I plan on running all of the electrical and plumbing on the warm side, except where I can't. I am purposely leaving out the insulation below the window line as that is where the largest cavities are and I want to be able to see all the factory penetrations and use those to my advantage. I will fill in the voids later with insulation, hopefully I will have enough left or I have to make another trip out to Hood River and visit @hein for some thinsulate.

Most of the cutting was done using a rotary cutter (posted a picture several posts back), but inside the van when I am fitting the pieces, I am using a quality fabric shear. The cutting is pretty straight forward, but you have to make sure you cut all the way through with every stroke.
 

johnplyler

2020 4x4
Have you decided on your cabinets. Since I see a welder in your very nice garage you may be interested in this idea??

My plan is to build everything as light as I can and still make it look good. 80/20 is too heavy in my option. I am thinking of using 3/4-inch aluminum angle for all my frames. This will be mainly used to hold everything together cabinet wise. It will be welded, so no loose bolts. I then plan to add something like maybe 1-inch x 1 1/2-inch fir lumber to the inside of this aluminum frame build. This will give it rigidity and something to attach my drawer slides, walls, top, etc. to. I will probably use 1-inch dry wall screws to attach the two.

For the upper cabinets I want to use the same framing system and borrow an idea Humble Road gave out for the back. George uses some type of plexiglass material for the back that will curve around from the bottom wall side to the top front side. This piece of plastic will be flexible enough that you can bend it and remove it for access to this area if you should ever want to get there. It will also cleanup the problem of coming up with some type of cover for all the wiring running down the top corner side behind the driver's seat.

For my garage walls I plan to cover the insulation with probably a black Tyvek type material for looks and then screw in expanded aluminum over that for ventilation. I also plan to enclose my electrical on the driver's wall with the same expanded aluminum. I may add a very small like 4 x 4 fan to blow across the electrical area and have air flow in the garage.

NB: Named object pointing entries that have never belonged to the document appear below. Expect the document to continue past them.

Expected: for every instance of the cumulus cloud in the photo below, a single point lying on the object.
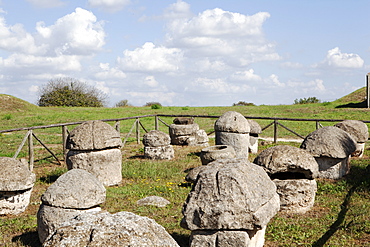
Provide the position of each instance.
(335, 58)
(47, 3)
(178, 10)
(151, 58)
(78, 33)
(246, 75)
(109, 5)
(236, 37)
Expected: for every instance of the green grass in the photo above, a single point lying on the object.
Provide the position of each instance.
(340, 216)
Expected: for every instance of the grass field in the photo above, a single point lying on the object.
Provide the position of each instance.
(340, 216)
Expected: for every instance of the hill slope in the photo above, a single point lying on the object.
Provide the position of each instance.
(11, 103)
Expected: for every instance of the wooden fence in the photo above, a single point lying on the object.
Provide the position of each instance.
(137, 126)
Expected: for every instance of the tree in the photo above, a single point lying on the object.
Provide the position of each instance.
(70, 92)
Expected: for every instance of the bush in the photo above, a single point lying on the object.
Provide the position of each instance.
(122, 103)
(243, 103)
(309, 100)
(70, 92)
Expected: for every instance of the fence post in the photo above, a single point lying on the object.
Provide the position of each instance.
(30, 150)
(64, 136)
(138, 131)
(275, 130)
(156, 122)
(117, 126)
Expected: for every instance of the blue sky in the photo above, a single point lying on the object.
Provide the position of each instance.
(187, 53)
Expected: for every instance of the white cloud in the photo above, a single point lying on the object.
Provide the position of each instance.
(275, 80)
(47, 3)
(150, 81)
(15, 38)
(314, 86)
(107, 73)
(235, 37)
(246, 75)
(109, 5)
(178, 10)
(78, 33)
(151, 58)
(335, 58)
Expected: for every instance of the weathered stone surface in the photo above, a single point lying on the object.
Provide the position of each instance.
(288, 159)
(104, 229)
(332, 168)
(183, 129)
(159, 153)
(183, 120)
(14, 175)
(76, 189)
(50, 218)
(359, 132)
(247, 238)
(14, 202)
(232, 121)
(201, 138)
(106, 165)
(255, 128)
(93, 135)
(153, 201)
(193, 174)
(329, 141)
(296, 195)
(156, 138)
(230, 194)
(240, 142)
(213, 153)
(357, 129)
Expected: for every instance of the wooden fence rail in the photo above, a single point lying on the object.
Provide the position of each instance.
(138, 125)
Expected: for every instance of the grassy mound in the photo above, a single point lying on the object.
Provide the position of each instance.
(10, 104)
(357, 96)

Since the fuel tank is on the driver's side, I plan to put the wheel well 24 gallon water on the passenger's side along with all my other plumbing- water tank, strainer, pump, UV purifier, charcoal filter sink and shower. I will cage this all off with expanded aluminum as well.

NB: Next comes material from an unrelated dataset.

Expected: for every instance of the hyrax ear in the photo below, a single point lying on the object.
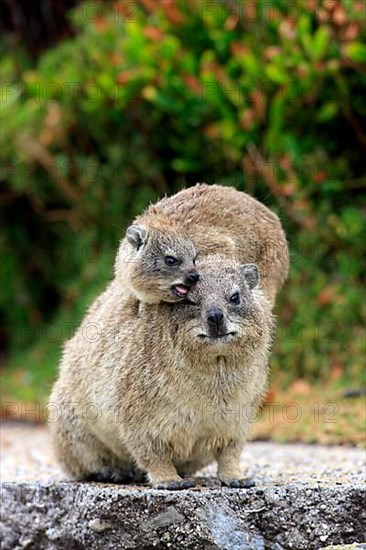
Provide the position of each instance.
(251, 274)
(137, 235)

For the bed (this may be too light but) I plan to try 1 1/2-inch aluminum angle for rails connected with a 1 x 6-inch facial board for strength and to hold the mattress in place. Aluminum angle bolted to the van walls for the head and foot and expanded aluminum welded in for the mattress to set on.

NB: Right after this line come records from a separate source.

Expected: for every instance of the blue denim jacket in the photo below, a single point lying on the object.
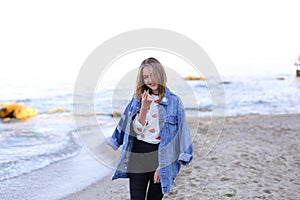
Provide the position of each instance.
(175, 148)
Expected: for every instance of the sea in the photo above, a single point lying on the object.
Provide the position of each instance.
(47, 149)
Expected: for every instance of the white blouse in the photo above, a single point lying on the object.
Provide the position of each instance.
(150, 131)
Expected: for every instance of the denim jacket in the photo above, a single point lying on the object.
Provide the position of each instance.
(175, 148)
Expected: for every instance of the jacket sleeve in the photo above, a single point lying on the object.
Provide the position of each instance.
(185, 140)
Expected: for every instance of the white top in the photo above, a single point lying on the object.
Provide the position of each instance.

I would appreciate any ideas or thoughts!
John
 

hilld

Well-known member
Right now the plan is to have this be a modular build, meaning the cabinets will be self contained and removable. The only cabinet(s) that will be a semi permanent install is for the fridge and electrical monitoring and switches and one containing the plumbing components that are on the inside. It will be on the drivers side in front of the wheel well. Water tank and any associated with plumbing will be on the passenger side.

Yes, I plan on making the cabinet framing out of some sort of square tubing, be it steel or aluminum, not 100% decided yet. It is a work in progress with ideas bouncing around in my head. For uppers, I have purchased 2 of the 4' mule bags from Adventure Wagon, hopefully that will be enough and keep the weight down and meet the goal of modular (out when not camping).

As soon as I am done with the insulation, my plan is to start working on the electrical system, initially laying it all out in the garage / house and then transferring it to the van. I am still using my plywood template as a cutting board at the moment. As much as plywood actually all lumber prices have climbed in the past 3 months, I am not wasting any.

I find the thought of using extruded AL interesting, hadn't thought of that, my thought was to perhaps use some diamond plate for the lower section of the van and then some sort of 1/4" paneling for the upper and ceiling. Still looking at options here. I want to stay relatively light both in terms of weight and color.